Half an hour later, the reporter read that clinic's intake note:
- The
note made no mention about kidney stones, only that the patient
complained of back pains and had some incontinence… [The nurse]
obviously never read my consult or my note.
Later the reporter
checked the physician's progress notes for that clinic visit.
- [The
physician] indicated that the patient complained of incontinence
and ... placed the patient on ditropan and scheduled [the next]
appointment for 6 months. [That physician] did not read my progress
notes, or the consult I sent.
Through an intermediary
contact, the patient saw another physician who scheduled a lithotripsy.
To
Be or Not to Be a PEG Tube
A PSRS reporter
was concerned about confusing orders written for a dialysis patient.
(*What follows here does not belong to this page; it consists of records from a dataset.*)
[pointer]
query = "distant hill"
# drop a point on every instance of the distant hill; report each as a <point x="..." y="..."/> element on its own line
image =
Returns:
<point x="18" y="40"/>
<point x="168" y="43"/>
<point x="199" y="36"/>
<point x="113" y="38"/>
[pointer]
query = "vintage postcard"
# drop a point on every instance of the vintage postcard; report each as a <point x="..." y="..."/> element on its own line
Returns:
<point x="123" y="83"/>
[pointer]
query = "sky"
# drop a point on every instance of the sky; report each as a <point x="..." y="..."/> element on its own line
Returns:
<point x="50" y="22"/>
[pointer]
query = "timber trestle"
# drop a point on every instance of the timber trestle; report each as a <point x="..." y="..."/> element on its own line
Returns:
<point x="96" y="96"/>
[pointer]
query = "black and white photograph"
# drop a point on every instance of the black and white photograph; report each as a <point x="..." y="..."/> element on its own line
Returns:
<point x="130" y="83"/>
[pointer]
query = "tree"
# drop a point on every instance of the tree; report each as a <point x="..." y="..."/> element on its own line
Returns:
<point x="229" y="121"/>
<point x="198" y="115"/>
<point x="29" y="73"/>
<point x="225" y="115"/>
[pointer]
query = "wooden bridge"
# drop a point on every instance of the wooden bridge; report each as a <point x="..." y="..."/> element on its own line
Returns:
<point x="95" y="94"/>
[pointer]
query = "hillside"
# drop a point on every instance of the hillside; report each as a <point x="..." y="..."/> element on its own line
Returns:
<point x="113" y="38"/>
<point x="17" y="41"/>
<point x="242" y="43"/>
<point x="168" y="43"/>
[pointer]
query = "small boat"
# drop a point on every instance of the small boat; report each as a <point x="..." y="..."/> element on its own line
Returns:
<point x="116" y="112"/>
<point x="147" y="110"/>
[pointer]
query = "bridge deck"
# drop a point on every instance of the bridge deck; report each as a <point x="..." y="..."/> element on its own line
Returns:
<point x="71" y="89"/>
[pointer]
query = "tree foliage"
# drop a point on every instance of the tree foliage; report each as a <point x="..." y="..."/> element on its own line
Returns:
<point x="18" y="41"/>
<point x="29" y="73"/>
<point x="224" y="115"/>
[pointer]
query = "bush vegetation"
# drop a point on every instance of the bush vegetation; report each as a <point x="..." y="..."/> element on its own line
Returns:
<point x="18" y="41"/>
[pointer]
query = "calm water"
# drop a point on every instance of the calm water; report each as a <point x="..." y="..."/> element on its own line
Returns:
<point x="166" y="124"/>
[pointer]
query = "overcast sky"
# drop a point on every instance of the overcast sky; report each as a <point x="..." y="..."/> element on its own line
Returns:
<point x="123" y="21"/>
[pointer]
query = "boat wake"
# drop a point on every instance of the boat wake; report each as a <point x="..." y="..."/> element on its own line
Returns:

A physician incorrectly identified the patient's CAPD catheter as
a PEG tube for enterostomy (gastric) feedings, and wrote an order
to use the CAPD catheter as a feeding tube. The reporter noted the
reason that such an order posed a risk:
- A
CAPD catheter is for intra-abdominal peritoneal dialysis. It is
never used for anything but dialysis and must be very, very clean
to prevent acute bacterial infection in the belly.
Although the
progress notes did not record that the CAPD catheter was used for
feedings or administering medications, it had been modified:
- It
appeared the tube had been used for other than dialysis because
there was a three-way stopcock on the tube. A three-way stopcock
is not part of equipment for intra-abdominal peritoneal dialysis.
Small
Note, Large Effect
A PSRS reporter
described a situation where responding to a lab value without awareness
of a critical qualifying note led to an unneeded clinical intervention.
- Patient
remained hypokalemic (reflecting poor nutrition), requiring some
potassium supplementation, potassium repeatedly in the range of
3.3 - 3.6.
A later potassium
value showed a marked change:
- Potassium
of 5.8 noted on daily labs, interpreted as new hyperkalemia. Potassium
treated with Kayexelate… Potassium next am was 2.
However, the
lab result was inaccurate, due to hemolysis of the specimen:
- Lab
results noted that this specimen was grossly hemolyzed, but this
notation is small, at the bottom of the sheet, and was not copied
over to the progress note during the copy/paste process.
The reporter
recommended:
- Hemolyzed
specimens should be reported as such, without a value, with notification
to repeat the test.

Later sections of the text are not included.